How is big data analyzed?
One of the best-known methods for turning raw data into useful information is by what is known as MapReduce. MapReduce is a method for taking a large data set and performing computations on it across multiple computers, in parallel. It serves as a model for how to program, and is often used to refer to the actual implementation of this model.
In essence, MapReduce consists of two parts. The Map function does sorting and filtering, taking data and placing it inside of categories so that it can be analyzed. The Reduce function provides a summary of this data by combining it all together. While largely credited to research which took place at Google, MapReduce is now a generic term and refers to a general model used by many technologies.
What tools are used to analyze big data?
Perhaps the most influential and established tool for analyzing big data is known as Apache Hadoop. Apache Hadoop is a framework for storing and processing data in a large scale, and it is completely open source. Hadoop can run on commodity hardware, making it easy to use with an existing data center, or even to conduct analysis in the cloud. Hadoop is broken into four main parts:
- The Hadoop Distributed File System (HDFS), which is a distributed file system designed for very high aggregate bandwidth;
- YARN, a platform for managing Hadoop’s resources and scheduling programs which will run on the Hadoop infrastructure;
- MapReduce, as described above, a model for doing big data processing;
- And a common set of libraries for other modules to use.
To learn more about Hadoop, see our Introduction to Apache Hadoop for big data.
Other tools are out there too.

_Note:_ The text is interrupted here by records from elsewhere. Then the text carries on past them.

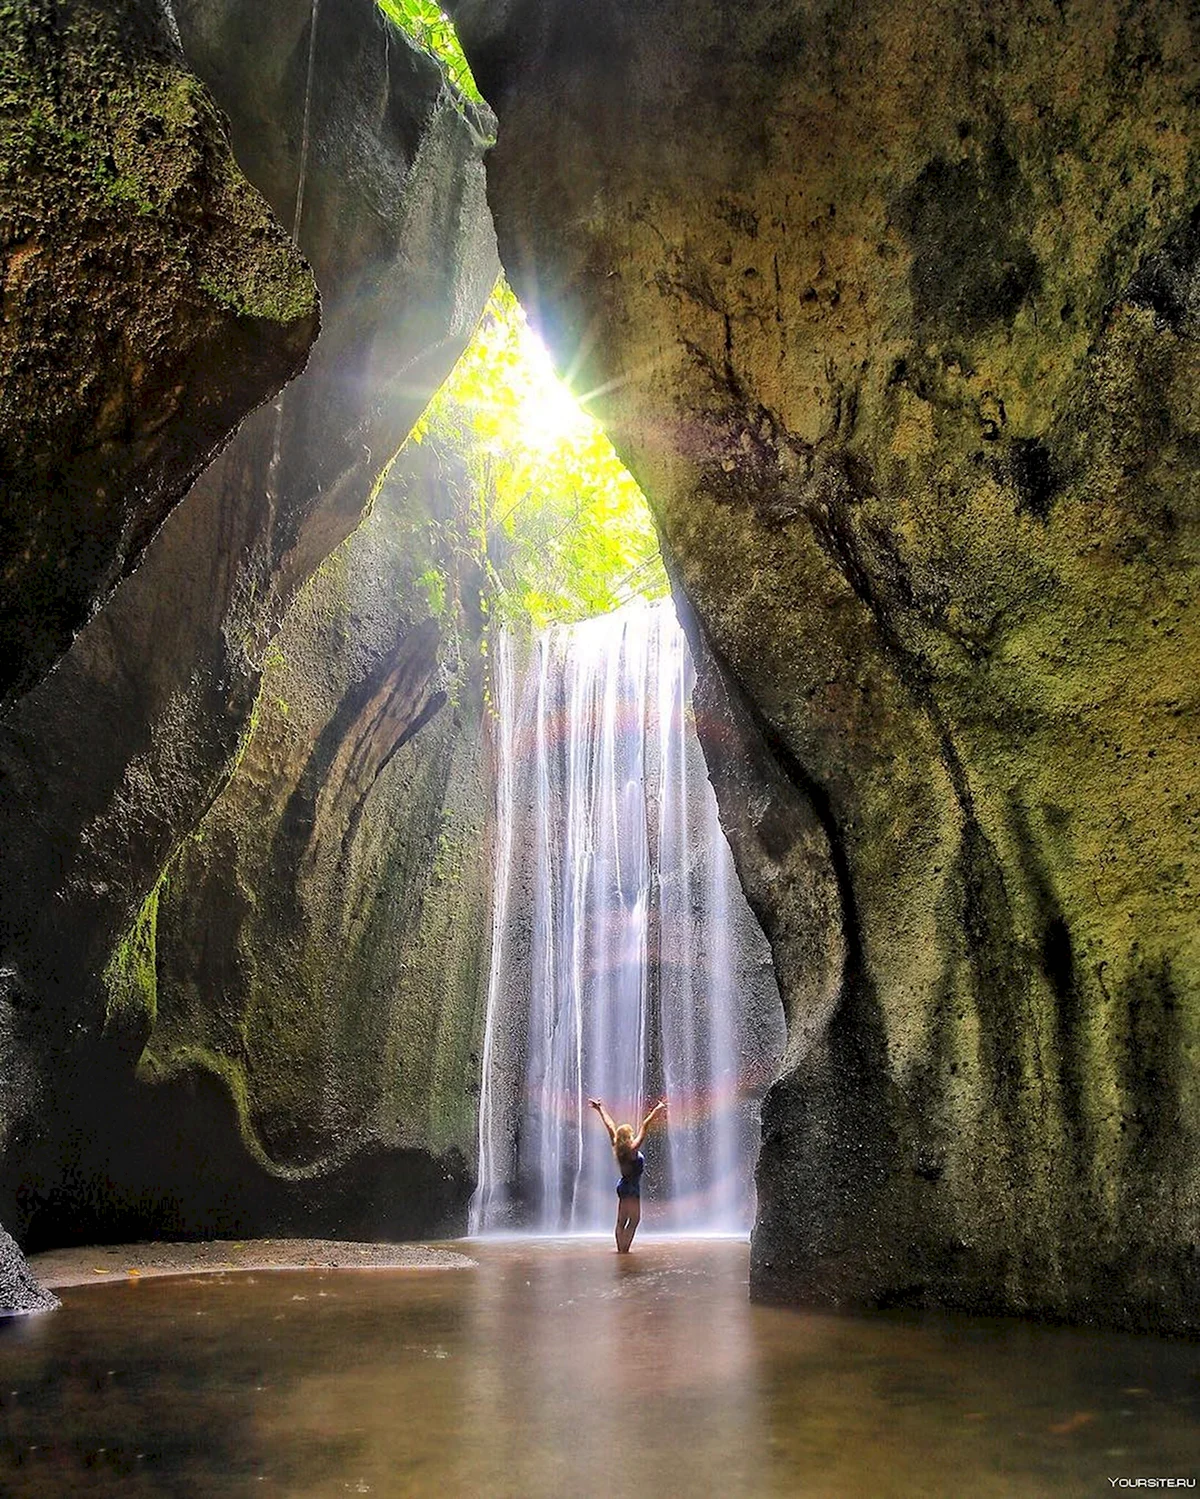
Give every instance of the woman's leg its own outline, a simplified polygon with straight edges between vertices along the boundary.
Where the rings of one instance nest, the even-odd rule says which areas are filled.
[[[637,1233],[637,1226],[642,1221],[642,1199],[640,1197],[626,1197],[625,1208],[625,1232],[622,1240],[618,1240],[617,1248],[629,1253],[629,1246],[633,1243],[633,1236]]]

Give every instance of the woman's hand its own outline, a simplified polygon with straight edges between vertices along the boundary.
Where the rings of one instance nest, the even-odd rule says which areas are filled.
[[[589,1098],[588,1107],[595,1109],[598,1114],[602,1114],[604,1112],[604,1105],[598,1098]]]

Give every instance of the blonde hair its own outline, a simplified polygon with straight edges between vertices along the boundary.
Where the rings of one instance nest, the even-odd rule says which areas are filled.
[[[613,1136],[613,1150],[616,1152],[617,1160],[624,1163],[633,1156],[633,1126],[631,1124],[618,1124],[617,1132]]]

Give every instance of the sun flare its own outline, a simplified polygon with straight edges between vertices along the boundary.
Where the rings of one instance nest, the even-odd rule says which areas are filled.
[[[414,429],[466,459],[497,608],[535,627],[668,591],[645,496],[501,281]]]

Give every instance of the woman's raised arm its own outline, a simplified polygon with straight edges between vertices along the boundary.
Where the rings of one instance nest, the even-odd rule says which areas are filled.
[[[650,1122],[654,1119],[654,1117],[656,1115],[658,1115],[658,1114],[665,1114],[666,1112],[667,1112],[667,1100],[664,1098],[660,1103],[656,1103],[654,1105],[654,1107],[650,1110],[650,1112],[646,1115],[646,1117],[642,1120],[642,1126],[641,1126],[641,1128],[638,1130],[637,1134],[634,1135],[634,1137],[633,1137],[633,1148],[634,1148],[634,1150],[640,1150],[642,1148],[642,1141],[646,1138],[647,1127],[649,1126]]]
[[[608,1138],[615,1145],[617,1143],[617,1126],[612,1121],[612,1115],[608,1112],[608,1110],[604,1107],[604,1105],[598,1098],[589,1098],[588,1103],[592,1106],[592,1108],[595,1109],[597,1114],[600,1115],[600,1118],[604,1123],[604,1128],[608,1131]]]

One which has been receiving a lot of attention recently is Apache Spark. The main selling point of Spark is that it stores much of the data for processing in memory, as opposed to on disk, which for certain kinds of analysis can be much faster. Depending on the operation, analysts may see results a hundred times faster or more. Spark can use the Hadoop Distributed File System, but it is also capable of working with other data stores, like Apache Cassandra or OpenStack Swift. It’s also fairly easy to run Spark on a single local machine, making testing and development easier.
For more on Apache Spark, see our collection of articles on the topic.
Of course, these aren’t the only two tools out there. There are countless open source solutions for working with big data, many of them specialized for providing optimal features and performance for a specific niche or for specific hardware configurations. And as big data continues to grow in size and importance, the list of open source tools for working with it will certainly continue to grow alongside.